经济复苏的核心在于总供给与总需求如何形成良性互动机制,只有当总供给与总需求之间形成正向反馈、互促互利的循环之时,经济才可以真正走向稳健复苏。我国供给侧改革带来了产业链“自上而下”的复苏,但只有当终端需求非常强劲时,才能给企业带来持续的利润。当前,我国经济逐步企稳,经济仍将继续处于温和增长区间,但我国经济的总供给与总需求之间的良性互动尚需增强。

□邹蕴涵

今年以来,全球经济企稳向好态势更加明显,全球制造业增长态势普遍向好,全球贸易普遍回暖。我国经济增长仍处温和增长区间,生产面增长在波动中维持相对高位;需求面内外有别,内需温和,外需强劲。

1.全球经济复苏进程加快。

今年以来,全球经济企稳向好态势更加明显。发达国家普遍复苏进程加快,10月制造业PMI保持在58.5%的高水平,处于2011年以来的较高水平,经济景气指数升至114,为近10年来新高,CPI温和上涨至1.4%,劳动力市场逐步改善,9月失业率维持在8.9%的低位,消费者信心增强,经济复苏强健。不仅欧盟中心国家经济形势较为明朗,外围国家也开始明显向好,欧洲经济复苏动力多元化。同时,尽管部分指标出现短期波动,但美国经济总体仍处于稳健回升阶段,三季度实际GDP年化环比增长3%,大幅高于市场预期的2.6%,同比增速2.3%,较二季度的2.2%进一步提升;10月失业率降至4.1%,为2001年以来新低;制造业PMI升至58.7%,为2004年以来新高,9月物价水平温和上涨1.6%,对外贸易逆差更是降至近11个月低位。此外,日本经济温和扩张,10月制造业PMI升至52.8%,外需增长强劲、9月出口同比增长14%,就业形势保持良好态势,失业率维持在2.8%的低位,物价水平保持在0.7%,连续9个月保持上涨态势。与此同时,新兴经济体的经济总体改善。

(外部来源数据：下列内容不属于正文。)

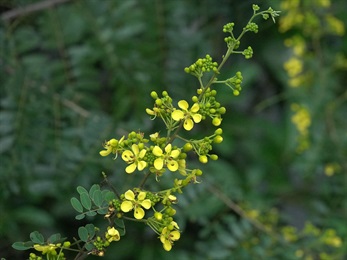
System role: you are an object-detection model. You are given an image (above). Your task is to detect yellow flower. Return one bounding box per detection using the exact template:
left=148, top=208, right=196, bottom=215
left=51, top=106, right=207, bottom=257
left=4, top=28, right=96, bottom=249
left=122, top=144, right=147, bottom=173
left=152, top=144, right=180, bottom=172
left=34, top=244, right=57, bottom=255
left=283, top=57, right=303, bottom=77
left=120, top=190, right=152, bottom=219
left=171, top=100, right=202, bottom=131
left=160, top=221, right=181, bottom=251
left=106, top=227, right=120, bottom=243
left=99, top=136, right=124, bottom=156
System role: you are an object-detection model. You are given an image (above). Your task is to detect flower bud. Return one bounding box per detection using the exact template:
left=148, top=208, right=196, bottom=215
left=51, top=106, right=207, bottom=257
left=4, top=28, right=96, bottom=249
left=151, top=91, right=158, bottom=99
left=199, top=155, right=208, bottom=163
left=213, top=135, right=223, bottom=144
left=212, top=117, right=222, bottom=126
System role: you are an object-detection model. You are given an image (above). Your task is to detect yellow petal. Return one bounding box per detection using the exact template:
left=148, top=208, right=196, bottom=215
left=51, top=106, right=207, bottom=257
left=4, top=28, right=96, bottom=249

虽然美联储加息及缩表进程推进、欧洲地缘局势风险犹存、全球债务水平高企及资产泡沫风险积聚等问题,仍存在一定的不确定性,但不会对全球经济复苏造成实质性的负面影响,全球经济已经开始步入新增长周期前的黎明阶段。

今年全球经济复苏加快的鲜明特征表现在两方面,一是全球制造业增长态势普遍向好,全球PMI稳步回升至53以上,其中美国、欧元区和印度PMI表现尤为突出。二是全球贸易普遍回暖,欧元区(主要是以德国为代表)、美国和中国的进出口增速已经达到年内相对高点,贸易逆差普遍缩小。在经历了贸易保护主义的短暂回潮和束缚后,全球贸易自由化和便利化仍在快速推进。在贸易流增长明显提速的同时,全球资本流动也显现向好势头,联合国贸发会议预测今年FDI流量增长5%,达到1.8万亿美元。调查显示,55%的企业高管认为2017年至2019年FDI会大幅增长,特别是服务业领域FDI增速将创新高。

2.我国经济增长仍处温和区间。

当前,我国经济逐步企稳。2017年一季度达到6.9%的阶段性高点,这也是2012年以来首次一季度经济增长超过上年四季度,阻止了经济持续下滑的势头。二季度GDP仍然保持在6.9%的相对高位,三季度小幅回落至6.8%,但总体运行依然平稳。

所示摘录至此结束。